L’exil est figuré par une sorte d’armature métallique, s’ouvrant et se fermant sous des angles et des géométries variables et incongrues : l’abstraction d’une vie dessinée dans l’espace.  Pendant ce temps, la course des objets cylindriques instables, s’arabesque en chutes puis se ramasse en vrac, comme les jeux de construction des enfants : détruire, reconstruire, inventer, réinventer, jouer et rejouer à l’infini…Bientôt, apparaissent pour ramasser ces objets, de grands cartons qui deviendront maisons pour de nouveaux jeux. Par les fentes, chacun fait jaillir billets verts, mots et rébus. Ces étranges volumes à deux pattes, figures de rêve ou de cauchemar, errent sur le plateau et envoient des indices, via leurs messages : à nous de les décoder.

Les interprètes jouent de leurs corps, comme les objets qu’ils manipulent, avec une légèreté de sens et une fantaisie inventive qui font oublier la notion même de chorégraphie. Ils nous emmènent dans leur univers, ni tout à fait conceptuel, ni vraiment narratif.  A marcher à l’ombre d’images mystérieuses et légèrement décalées, à suivre leur langage réduit à des claquements de langue, nous avons compris bien des éléments de l’histoire de ces Youness (la fuite, l’identité cachée, le scandale du corps masculin dansant au Maroc)…
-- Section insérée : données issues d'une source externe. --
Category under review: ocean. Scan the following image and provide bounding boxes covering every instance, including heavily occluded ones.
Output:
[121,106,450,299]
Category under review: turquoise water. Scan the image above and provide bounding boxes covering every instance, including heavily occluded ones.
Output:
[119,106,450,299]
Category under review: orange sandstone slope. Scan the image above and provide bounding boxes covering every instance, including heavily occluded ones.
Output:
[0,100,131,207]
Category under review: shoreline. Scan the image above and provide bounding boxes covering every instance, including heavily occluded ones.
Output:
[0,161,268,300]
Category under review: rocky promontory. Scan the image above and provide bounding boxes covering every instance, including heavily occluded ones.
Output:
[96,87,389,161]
Nous avons aimé l’ironie de leurs actes. Nous avons frôlé le monstrueux et le fantastique, grâce à leurs gestes minuscules et poétiques. Nous avons eu envie de bricoler avec eux des jeux de fortune, avec tout ce qui nous tombe sous la main. Et nous avons souri  quand ils ont parlé anglais, comme dans les spectacles   »internationaux ». Mais  quand  ils quittent leur univers enfantin et dérivent vers des gestes plus formatés, leur spectacle fait  pschitt… Sur les perversités du marché de l’art et sur l’abus de performances lors des vernissages, on aimerait entendre un discours plus décoiffant. A rester au bord du sujet, ils donnent l’impression d’être eux-mêmes pris dans les limites de ce qu’ils dénoncent et prisonniers de ce qu’ils figurent : des adolescents jouant avec les codes de la représentation.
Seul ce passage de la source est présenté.